I have addressed this in a recent short paper (Robust Artificial Intelligence and Robust Human Organizations. Frontiers of Computer Science, 13(1): 1-3). To work well in highrisk applications, human teams must function as so-called “High reliability organizations” or HROs. When we add AI technology to such teams, we must ensure that it contributes to their high reliability rather than disrupting and degrading it. According to organizational researchers, HROs share five main practices: (a) continuous attention to anomalous and near-miss events, (b) seeking diverse explanations for such events, (c) maintaining continuous situational awareness, (d) practicing improvisational problem solving, and (e) delegating decision making authority to the team member who has the most expertise about the specific decision regardless of rank. AI systems in HROs must implement these five practices as well. They must be constantly watching for anomalies and near misses. They must seek multiple explanations for such events (e.g., via ensemble methods). They must maintain situational awareness. They must support joint human-machine improvisational problem solving, such as mixed-initiative planning. And they must build models of the expertise of each team member (including themselves) to know which team member should make the final decision in any situation. You ask “Who is in charge?” I’m not sure that is the right question. Our goal is to create human-machine teams that are highly reliable as a team. In an important sense, this means every member of the team has responsibility for robust team performance. However, from an ethical standpoint, I think the human team leader should have ultimate responsibility. That task of taking action in a specific situation could be delegated to the AI system, but the team leader has the moral responsibility for that action.

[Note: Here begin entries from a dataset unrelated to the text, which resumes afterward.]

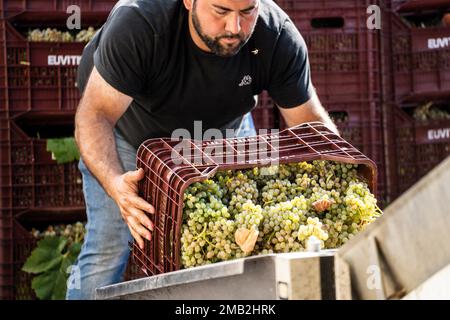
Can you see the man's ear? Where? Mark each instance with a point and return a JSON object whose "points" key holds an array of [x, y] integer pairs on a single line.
{"points": [[188, 4]]}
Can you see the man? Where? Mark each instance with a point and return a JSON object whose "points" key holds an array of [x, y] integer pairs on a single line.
{"points": [[159, 65]]}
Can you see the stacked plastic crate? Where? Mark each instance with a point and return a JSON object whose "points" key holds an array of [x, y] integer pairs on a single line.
{"points": [[421, 63], [38, 99], [349, 48]]}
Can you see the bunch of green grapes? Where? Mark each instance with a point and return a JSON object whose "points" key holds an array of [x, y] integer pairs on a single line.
{"points": [[274, 209], [55, 35]]}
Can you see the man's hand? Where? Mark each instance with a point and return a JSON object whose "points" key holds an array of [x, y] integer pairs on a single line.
{"points": [[132, 207]]}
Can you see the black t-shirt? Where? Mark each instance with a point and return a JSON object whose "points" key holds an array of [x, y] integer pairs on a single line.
{"points": [[145, 50]]}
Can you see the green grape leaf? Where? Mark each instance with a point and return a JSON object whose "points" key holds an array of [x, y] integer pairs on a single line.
{"points": [[46, 256], [63, 150], [44, 284]]}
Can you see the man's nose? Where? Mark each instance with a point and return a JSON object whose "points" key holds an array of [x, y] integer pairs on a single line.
{"points": [[233, 24]]}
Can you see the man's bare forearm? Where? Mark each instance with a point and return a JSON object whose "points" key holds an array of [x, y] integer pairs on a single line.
{"points": [[95, 139]]}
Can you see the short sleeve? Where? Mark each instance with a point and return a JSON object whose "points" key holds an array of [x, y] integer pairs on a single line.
{"points": [[124, 51], [290, 81]]}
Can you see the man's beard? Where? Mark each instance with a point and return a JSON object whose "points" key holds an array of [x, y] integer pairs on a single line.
{"points": [[226, 50]]}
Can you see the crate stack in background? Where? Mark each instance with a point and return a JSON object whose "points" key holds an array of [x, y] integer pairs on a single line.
{"points": [[420, 130], [351, 70], [38, 99]]}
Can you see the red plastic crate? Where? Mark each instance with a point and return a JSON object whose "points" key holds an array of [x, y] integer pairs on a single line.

Moving towards transforming AI systems into high-reliable organizations, how can diversity help to achieve this goal?
Diversity is important for generating multiple hypotheses to explain anomalies and near misses. Experience in hospital operating rooms is that often it is the nurses who first detect a problem or have the right solution. The same has been noted in nuclear power plant operations. Conversely, teams often fail when the engage in “group think” and fixate on an incorrect explanation for a problem.

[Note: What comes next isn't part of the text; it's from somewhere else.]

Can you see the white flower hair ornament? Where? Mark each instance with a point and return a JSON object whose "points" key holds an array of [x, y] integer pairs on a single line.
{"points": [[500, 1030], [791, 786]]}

How do you balance being involved in so many different aspects of the AI community?
I try to stay very organized and manage my time carefully. I use a machine learning system called TAPE (Tagging Assistant for Productive Email) developed by my collaborator and student Michael Slater to automatically tag and organize my email. I also take copious notes in OneNote. Oh, and I work long hours…
What was your most difficult professional decision and why?

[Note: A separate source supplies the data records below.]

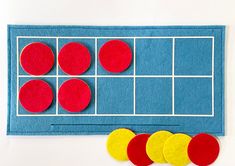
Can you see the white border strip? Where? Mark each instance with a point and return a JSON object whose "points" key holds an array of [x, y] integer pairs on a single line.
{"points": [[117, 37], [130, 115]]}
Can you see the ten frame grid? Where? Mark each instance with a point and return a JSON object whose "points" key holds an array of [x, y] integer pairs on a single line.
{"points": [[112, 76]]}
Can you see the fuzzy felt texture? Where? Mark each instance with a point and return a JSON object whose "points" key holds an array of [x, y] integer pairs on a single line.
{"points": [[203, 149], [155, 144], [175, 149], [115, 56], [37, 58], [136, 150], [74, 95], [164, 99], [36, 96], [74, 58], [117, 143]]}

The most difficult decision is to tell a PhD student that they are not going to succeed in completing their degree. All teachers and mentors are optimistic people. When we meet a new student, we hope they will be very successful. But when it is clear that a student isn’t going to succeed, that is a deep disappointment for the student (of course) but also for the professor.
What is your favorite AI-related movie or book and why?
I really don’t know much of the science fiction literature (in books or films). My favorite is 2001: A Space Odyssey because I think it depicts most accurately how AI could lead to bad outcomes. Unlike in many other stories, HAL doesn’t “go rogue”. Instead, HAL creatively achieves the objective programmed by its creators. Unfortunately, as a side effect, it kills the crew.